If its not too late to add more, I will.

You may find you need to do your own load tests to get the most accurate information about compression and total storage requirements  Then calculate accurately how many iterations you will keep on Tier1 storage, and how many on tier two. And don't neglect indexes and syslog.

I did not trust IBM's initial estimates for migrating indexes from version 2.1 to version 8.4 on zOS, and I did my own estimates on my largest applications.  I think my growth was not double as predicted by IBM, but a factor a lot higher, five or ten perhaps. Calculating the entire migration, we did not have space to complete it.  I triple checked my numbers, and we ordered more storage in order to do the migration, which took about 18 MONTHS.  My estimates from samples were right on the money.

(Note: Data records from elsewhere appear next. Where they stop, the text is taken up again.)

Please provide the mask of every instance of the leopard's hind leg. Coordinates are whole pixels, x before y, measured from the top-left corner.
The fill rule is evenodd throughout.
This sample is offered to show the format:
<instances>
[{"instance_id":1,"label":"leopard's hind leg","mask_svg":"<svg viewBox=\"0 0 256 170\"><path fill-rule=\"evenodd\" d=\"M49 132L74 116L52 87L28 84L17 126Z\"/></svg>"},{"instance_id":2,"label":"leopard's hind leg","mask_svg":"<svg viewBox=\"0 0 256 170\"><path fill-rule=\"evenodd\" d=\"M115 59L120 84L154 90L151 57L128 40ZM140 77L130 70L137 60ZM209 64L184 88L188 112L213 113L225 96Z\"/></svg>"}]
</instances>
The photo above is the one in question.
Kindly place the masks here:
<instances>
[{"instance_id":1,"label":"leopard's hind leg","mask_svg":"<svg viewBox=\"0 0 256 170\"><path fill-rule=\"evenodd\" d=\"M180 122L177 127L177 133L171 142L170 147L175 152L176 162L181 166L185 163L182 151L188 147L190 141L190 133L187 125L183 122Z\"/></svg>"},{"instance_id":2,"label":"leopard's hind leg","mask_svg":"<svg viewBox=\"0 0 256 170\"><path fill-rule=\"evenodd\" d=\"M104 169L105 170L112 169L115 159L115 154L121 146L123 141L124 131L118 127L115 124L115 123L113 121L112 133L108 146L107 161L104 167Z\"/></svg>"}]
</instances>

Then came Customer Service moving from AFP bills to PDFs on version 8.4.  Compression of PDFs is NOT good in 8.4, and we saw storage requirements go up by a factor of about sixty.  Again, we had to order more storage before we could go live with the new bills.  Cutting back to 4 months on tier1 from 8 months, and required to use partitioned table spaces, we use 94% to 95% of the 1 terabyte storage purchased for this.  We are migrating the bills to AIX with CMOD 8.5, where PDF compression is improved by 90% to 95%.  So 4 months data will shrink to between 50 and 100 Gigabytes.  To load PDFs, we currently use 8 virtual Windows servers to load 500 plus files a day in about 2 hours at 2:00 AM.  The file count is based on the maximum file size limitations, since our PDFs expanded on CMOD 8.4.   

What was fun about this, is that now when I make an estimate, its taken almost as gospel from day one.  I go back to my numbers and no one can argue about excessive estimates.  And I'm considered the major space hog, with the biggest databases we have.